The answer is surprisingly simple:
(1) Write an emulator for an simple CPU, like an ARMv5. Here is a good one: https://dmitry.gr/?r=05.Projects&proj=07.%20Linux%20on%208bi...
You'd need to manually port this code to whatever language you are using now. But this should be doable -- the software has 6000 lines of very straightforward C89 code. It does not use any OS services, nor does it rely on UB or complex language features.
(2) Use it to boot Linux (the image is included in that webpage). This allows you to run Ubuntu from 2009 on your YEAR3000 architecture.
(3) If your archive contains repository snapshot from 2009 to your machine. You can now install and run all the 20th century software on your YEAR3000 computers. Congrats!
(4) The only thing missing is graphics support. Just run x11vnc (included in the Jaunty repo) over serial port (included in dmitry.gr's emulator). VNC protocol is simple and well specified.

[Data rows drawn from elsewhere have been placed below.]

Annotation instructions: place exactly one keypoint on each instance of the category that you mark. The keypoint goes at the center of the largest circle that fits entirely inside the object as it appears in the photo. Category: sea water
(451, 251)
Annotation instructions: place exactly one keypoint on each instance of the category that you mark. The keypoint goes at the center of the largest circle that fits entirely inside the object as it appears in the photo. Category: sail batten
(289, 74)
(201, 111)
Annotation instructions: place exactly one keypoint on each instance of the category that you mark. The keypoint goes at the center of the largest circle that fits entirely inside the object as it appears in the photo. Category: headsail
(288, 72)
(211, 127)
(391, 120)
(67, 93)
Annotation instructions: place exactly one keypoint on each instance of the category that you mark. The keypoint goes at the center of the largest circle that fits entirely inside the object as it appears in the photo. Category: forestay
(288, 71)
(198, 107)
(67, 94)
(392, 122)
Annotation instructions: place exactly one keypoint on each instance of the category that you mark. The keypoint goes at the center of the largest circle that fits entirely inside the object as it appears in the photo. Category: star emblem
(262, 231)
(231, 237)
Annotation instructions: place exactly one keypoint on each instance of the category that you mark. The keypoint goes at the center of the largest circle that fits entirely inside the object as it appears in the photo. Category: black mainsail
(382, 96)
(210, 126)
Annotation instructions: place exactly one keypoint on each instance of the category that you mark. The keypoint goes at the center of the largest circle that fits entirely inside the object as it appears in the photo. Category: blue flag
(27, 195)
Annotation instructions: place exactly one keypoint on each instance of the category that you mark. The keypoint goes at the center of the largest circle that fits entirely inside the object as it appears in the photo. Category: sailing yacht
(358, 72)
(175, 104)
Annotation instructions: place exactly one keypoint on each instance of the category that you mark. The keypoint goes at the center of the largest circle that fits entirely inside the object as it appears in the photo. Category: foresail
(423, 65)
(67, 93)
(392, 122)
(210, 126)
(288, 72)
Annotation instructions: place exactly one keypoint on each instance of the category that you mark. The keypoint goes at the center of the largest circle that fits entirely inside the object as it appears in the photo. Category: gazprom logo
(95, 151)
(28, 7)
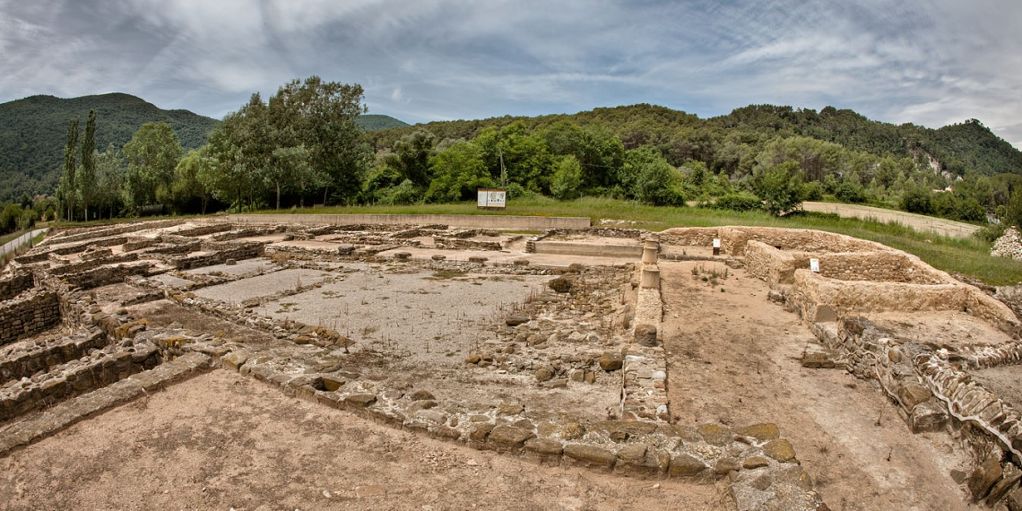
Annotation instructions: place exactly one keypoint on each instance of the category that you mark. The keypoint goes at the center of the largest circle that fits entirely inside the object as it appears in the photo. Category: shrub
(780, 188)
(566, 181)
(739, 201)
(813, 190)
(849, 192)
(917, 200)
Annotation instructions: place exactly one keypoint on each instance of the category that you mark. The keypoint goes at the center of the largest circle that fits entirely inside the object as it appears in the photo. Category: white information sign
(492, 197)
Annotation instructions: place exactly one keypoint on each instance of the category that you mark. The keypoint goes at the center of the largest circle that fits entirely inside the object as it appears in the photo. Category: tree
(780, 188)
(321, 115)
(656, 182)
(65, 190)
(152, 155)
(291, 167)
(566, 181)
(110, 170)
(188, 184)
(1013, 211)
(410, 157)
(86, 182)
(458, 171)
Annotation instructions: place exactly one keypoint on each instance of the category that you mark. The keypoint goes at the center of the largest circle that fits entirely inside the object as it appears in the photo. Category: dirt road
(918, 222)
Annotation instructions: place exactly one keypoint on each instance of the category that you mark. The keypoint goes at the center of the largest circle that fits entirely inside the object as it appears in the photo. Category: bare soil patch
(221, 440)
(734, 359)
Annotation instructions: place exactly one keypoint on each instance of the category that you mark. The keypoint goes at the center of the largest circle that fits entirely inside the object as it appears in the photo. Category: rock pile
(1009, 244)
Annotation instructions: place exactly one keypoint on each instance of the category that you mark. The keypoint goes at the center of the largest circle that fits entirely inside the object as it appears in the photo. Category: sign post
(492, 198)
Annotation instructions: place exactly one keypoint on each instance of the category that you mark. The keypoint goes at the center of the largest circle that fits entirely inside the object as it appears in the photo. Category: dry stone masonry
(549, 347)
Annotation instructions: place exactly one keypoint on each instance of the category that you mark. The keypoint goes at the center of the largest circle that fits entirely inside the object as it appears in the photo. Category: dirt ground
(918, 222)
(221, 442)
(733, 358)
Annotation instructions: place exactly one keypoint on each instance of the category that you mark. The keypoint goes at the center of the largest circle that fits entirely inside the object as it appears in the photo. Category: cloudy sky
(930, 62)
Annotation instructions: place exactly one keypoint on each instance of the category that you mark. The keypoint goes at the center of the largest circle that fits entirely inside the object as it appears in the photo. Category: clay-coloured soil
(222, 440)
(734, 359)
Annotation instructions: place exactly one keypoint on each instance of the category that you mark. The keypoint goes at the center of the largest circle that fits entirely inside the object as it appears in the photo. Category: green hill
(967, 147)
(33, 131)
(373, 122)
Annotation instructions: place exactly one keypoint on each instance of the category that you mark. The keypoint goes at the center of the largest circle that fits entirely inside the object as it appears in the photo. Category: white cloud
(928, 62)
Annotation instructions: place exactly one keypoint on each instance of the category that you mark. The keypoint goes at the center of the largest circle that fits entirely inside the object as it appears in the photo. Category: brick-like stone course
(29, 314)
(238, 251)
(14, 285)
(29, 357)
(105, 275)
(68, 412)
(99, 368)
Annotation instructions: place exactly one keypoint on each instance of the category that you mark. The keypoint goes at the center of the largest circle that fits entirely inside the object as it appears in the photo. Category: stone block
(591, 455)
(685, 465)
(781, 450)
(506, 437)
(762, 431)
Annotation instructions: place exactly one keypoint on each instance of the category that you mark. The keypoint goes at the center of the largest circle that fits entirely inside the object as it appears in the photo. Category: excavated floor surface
(221, 440)
(734, 358)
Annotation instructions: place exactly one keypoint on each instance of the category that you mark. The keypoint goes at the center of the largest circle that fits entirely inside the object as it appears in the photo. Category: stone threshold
(65, 414)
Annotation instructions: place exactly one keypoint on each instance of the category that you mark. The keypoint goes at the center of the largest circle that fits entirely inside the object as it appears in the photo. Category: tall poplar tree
(87, 177)
(71, 165)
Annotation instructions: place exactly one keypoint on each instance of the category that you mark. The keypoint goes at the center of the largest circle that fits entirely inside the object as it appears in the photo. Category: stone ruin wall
(933, 393)
(778, 267)
(222, 253)
(28, 314)
(821, 298)
(14, 285)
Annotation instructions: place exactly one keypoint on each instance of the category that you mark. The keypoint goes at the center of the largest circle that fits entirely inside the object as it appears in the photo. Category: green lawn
(968, 257)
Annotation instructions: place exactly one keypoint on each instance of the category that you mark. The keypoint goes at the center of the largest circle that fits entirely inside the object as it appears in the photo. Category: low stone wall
(769, 264)
(85, 233)
(62, 415)
(171, 247)
(24, 359)
(245, 233)
(105, 275)
(456, 243)
(820, 298)
(735, 239)
(592, 249)
(933, 395)
(139, 243)
(89, 265)
(472, 221)
(80, 247)
(640, 449)
(203, 230)
(237, 252)
(29, 314)
(14, 285)
(778, 267)
(690, 236)
(100, 368)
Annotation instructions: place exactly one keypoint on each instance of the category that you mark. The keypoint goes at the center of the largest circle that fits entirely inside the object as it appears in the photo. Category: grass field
(969, 257)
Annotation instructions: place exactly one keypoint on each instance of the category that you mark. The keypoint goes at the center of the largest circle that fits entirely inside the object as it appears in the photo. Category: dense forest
(313, 142)
(32, 134)
(33, 130)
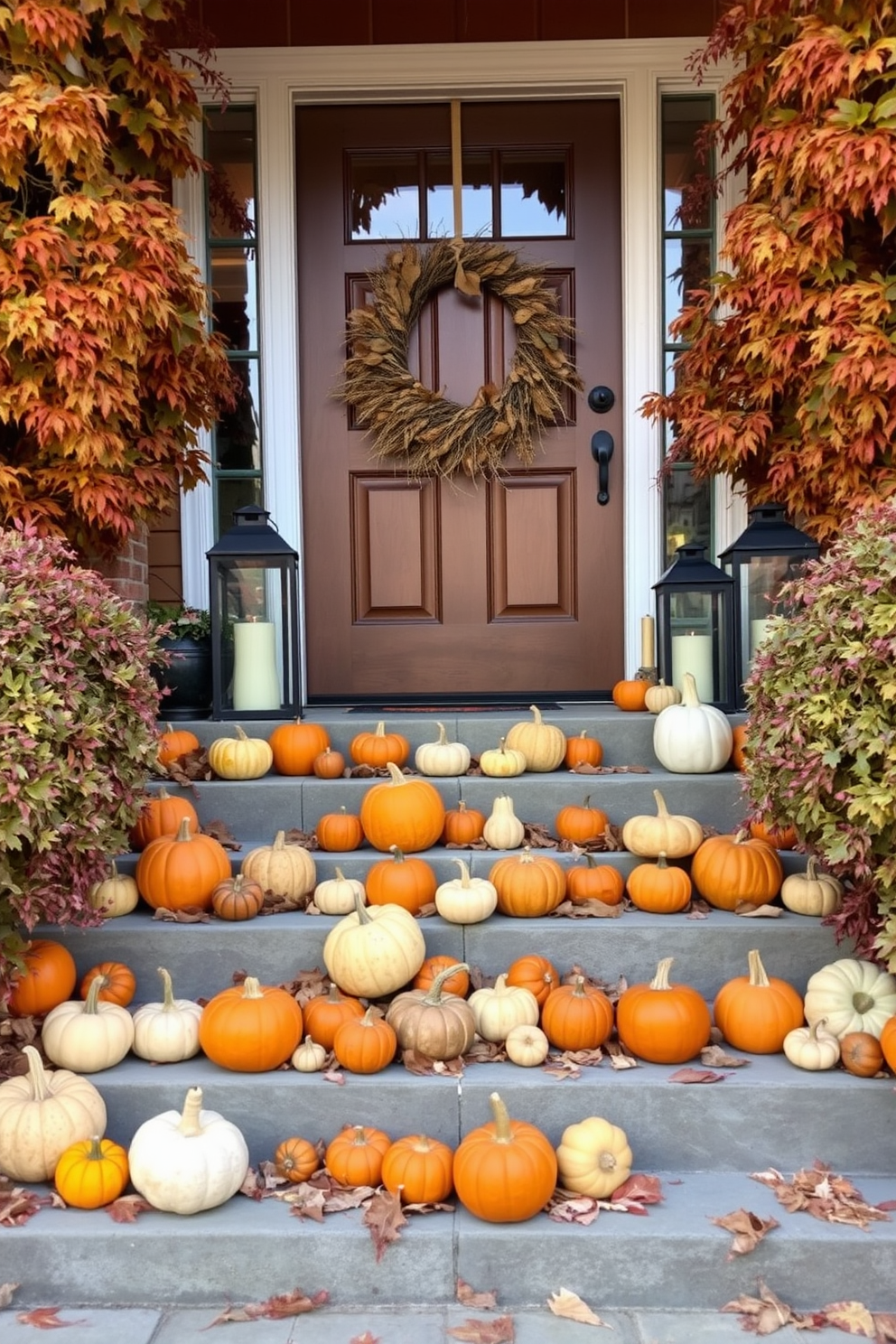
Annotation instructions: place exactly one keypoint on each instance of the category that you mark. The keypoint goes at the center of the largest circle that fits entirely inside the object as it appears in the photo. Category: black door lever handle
(602, 448)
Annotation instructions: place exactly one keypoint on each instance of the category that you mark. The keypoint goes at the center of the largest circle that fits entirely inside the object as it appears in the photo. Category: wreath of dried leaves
(430, 434)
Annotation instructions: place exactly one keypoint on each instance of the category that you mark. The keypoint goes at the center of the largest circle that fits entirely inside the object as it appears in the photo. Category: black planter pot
(187, 677)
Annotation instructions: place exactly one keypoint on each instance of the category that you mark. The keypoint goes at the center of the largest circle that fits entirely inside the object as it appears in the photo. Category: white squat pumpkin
(185, 1162)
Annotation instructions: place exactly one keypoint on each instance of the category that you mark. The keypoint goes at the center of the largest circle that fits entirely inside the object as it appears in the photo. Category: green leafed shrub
(77, 734)
(821, 751)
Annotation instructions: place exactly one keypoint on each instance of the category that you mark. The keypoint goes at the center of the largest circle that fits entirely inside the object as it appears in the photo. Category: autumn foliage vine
(107, 367)
(789, 377)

... and that's how I'd bootstrap 20th century computing on 30th century infrastructure. Sure, it will take some effort, -- but this only needs to be done once, and running programs will be easy from there on.
The post I was responding to implied a raid array could be degraded and you wouldn’t know till it completely failed
Interesting nevertheless
Just like in the end-to-end principle when applied to networking: you have a single strong integrity check at the very furthest endpoint possible, and then you don't build in integrity & ECC at every level of the stack, you devote those resources to higher performance, and just do retransmission from the other endpoint when a file occasionally gets corrupted and the integrity check catches it.
There will be many, many people that will gladly dig into the minutia and technical details of arcane hardware, especially when it means making progress towards filling in the historical record. This is already the case today, there is a working https://en.wikipedia.org/wiki/Colossus_computer reconstructed just because it was historically significant.
> which I'm sure nobody wants to spend their weekend doing [if their original goal was to simply reconstruct xz].